Popcorn is devilishly difficult to find in many parts of Malaysia – certainly in Cyberjaya where we were staying. That is why I was delighted to come across a packet of the stuff in a small shop in the centre of town and didn’t bother checking what it was flavoured with. To quote the travel writer Richard Sterling, the smell of a durian fruit ‘is best described as pig-shit, turpentine and onions, garnished with a gym sock’. Not exactly the most appetising description you would think, and yet Malaysian people love these things. We tried one of these smelly fruits at an open market – it’s not bad, kind of a wet, custardy texture but tasted alright – but it’s not a natural partner for popcorn.
I literally would not feed these things to a cat, much less a human I had any sort of empathy for. I am not sure who pops down to their local convenience store with the intention of purchasing dried fish fillets, but I guess there is a market for them somewhere. This snack managed the remarkable feat of tasting even worse than I was sure it would, and I was unable to even come close to finishing off the packet. Imagine getting a dead fish, peeling a few strips off of it and then toasting and salting those strips. Well dried fish fillets taste like that, except more so and in a bad way.

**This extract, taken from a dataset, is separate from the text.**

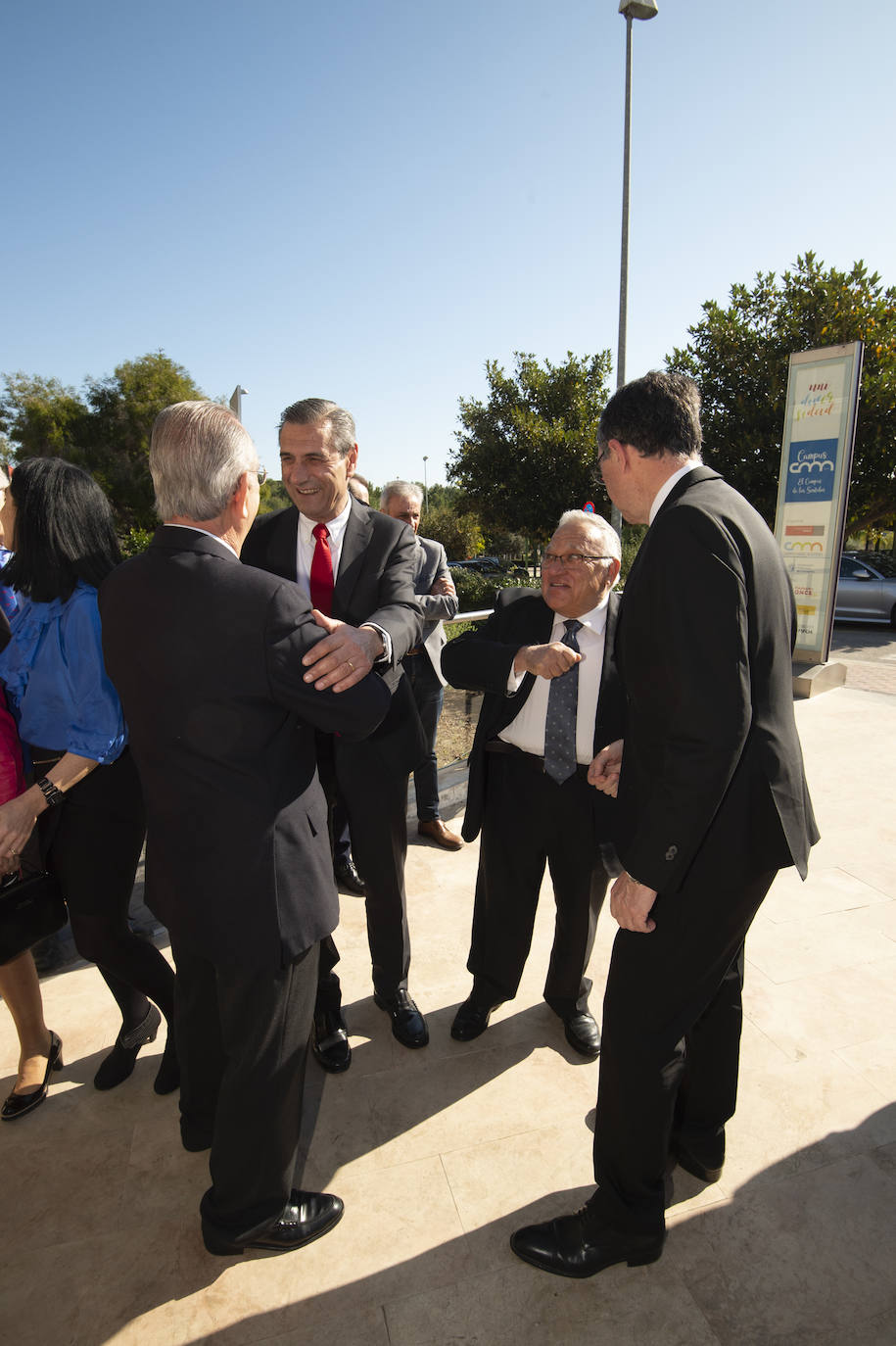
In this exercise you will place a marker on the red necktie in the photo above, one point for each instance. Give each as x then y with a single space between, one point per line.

To rob a sentence from Wikipedia, ‘The cephalopod class of molluscs, particularly the Coleoidea subclass (cuttlefish, squid, octopuses), are thought to be the most intelligent invertebrates and an important example of advanced cognitive evolution in animals.’ With that in mind, it is only to be hoped that the cuttlefish used to flavour these snacks didn’t know in advance what his fate would be. While cuttlefish may be smarter than pretty much anything else in the ocean (and quite a few people walking around up here as well) they do suffer from the unfortunate fact of being tasty. You really don’t want to be a delicious creature when there are humans about the place, because they are just going to find various ways to kill and eat you. In fact these cuttlefish-flavoured chips were probably the tastiest of all these snacks, just as long as you can forget the fact that one of the principal ingredients could probably solve a Rubik’s cube.

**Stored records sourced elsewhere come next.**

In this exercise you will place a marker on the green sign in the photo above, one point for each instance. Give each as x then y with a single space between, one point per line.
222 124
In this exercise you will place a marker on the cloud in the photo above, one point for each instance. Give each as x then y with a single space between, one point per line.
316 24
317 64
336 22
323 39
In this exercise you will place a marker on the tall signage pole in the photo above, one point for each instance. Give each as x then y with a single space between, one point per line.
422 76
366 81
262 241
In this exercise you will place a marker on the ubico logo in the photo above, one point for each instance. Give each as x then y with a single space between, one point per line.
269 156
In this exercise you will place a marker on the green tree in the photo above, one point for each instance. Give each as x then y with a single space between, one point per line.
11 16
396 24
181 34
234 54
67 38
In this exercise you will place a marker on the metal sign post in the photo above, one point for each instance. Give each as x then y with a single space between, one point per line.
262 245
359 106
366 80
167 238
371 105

Dried seaweed tastes exactly as bad as you imagine it’s going to taste. Sure, there is the smug satisfaction to be gained from chomping through strips of this stuff while all around are eating far less healthy treats. However, this is negated by the fact that you are basically eating rectangles of toasted grass which have been liberally sprinkled with salt. There is a reason that salt has been prized through centuries of human existence, but it can’t work miracles. They even sell a seaweed-flavoured Pringles, but this is a black mark against the otherwise good name of Pringles and should be avoided at all costs.
I have spent the last few paragraphs being less than complimentary about various Malaysian snacks, so think it’s only fair to finish on a positive note. Malaysia is justifiably famous for its street food, and if you are ever in Kuala Lumpur you should make it your business to check out Jalan Alor. This street is lined with stalls selling every type of dish you can imagine, including the most famous Malaysian dish of all: Nasi Lemak.
This dish is the equivalent of fish and chips in the UK or paella in Spain, as it is the one dish that everybody in Malaysia loves. It usually comprises of a meat like chicken or lamb, accompanied by cucumber, a boiled egg and the beautiful rice cooked in coconut milk and pandan leaves that give the dish its unique flavour. When you buy the street version, it will be served to you wrapped in a banana leaf, but regardless of whether you eat it from a leaf or a plate it will be delicious.
Hopefully this quick tour of Malaysian snack-foods hasn’t quelled your hunger to come visit this amazing country. Besides its awesome cuisine, Malaysia offers perfect conditions for solo, group or couple travels. It has beautiful beaches, tropical jungles, stunning scenery and some of the friendliest and most welcoming people you will meet anywhere in the world. If it’s not already on your bucket list, then you need to make a new list with Malaysia near the top!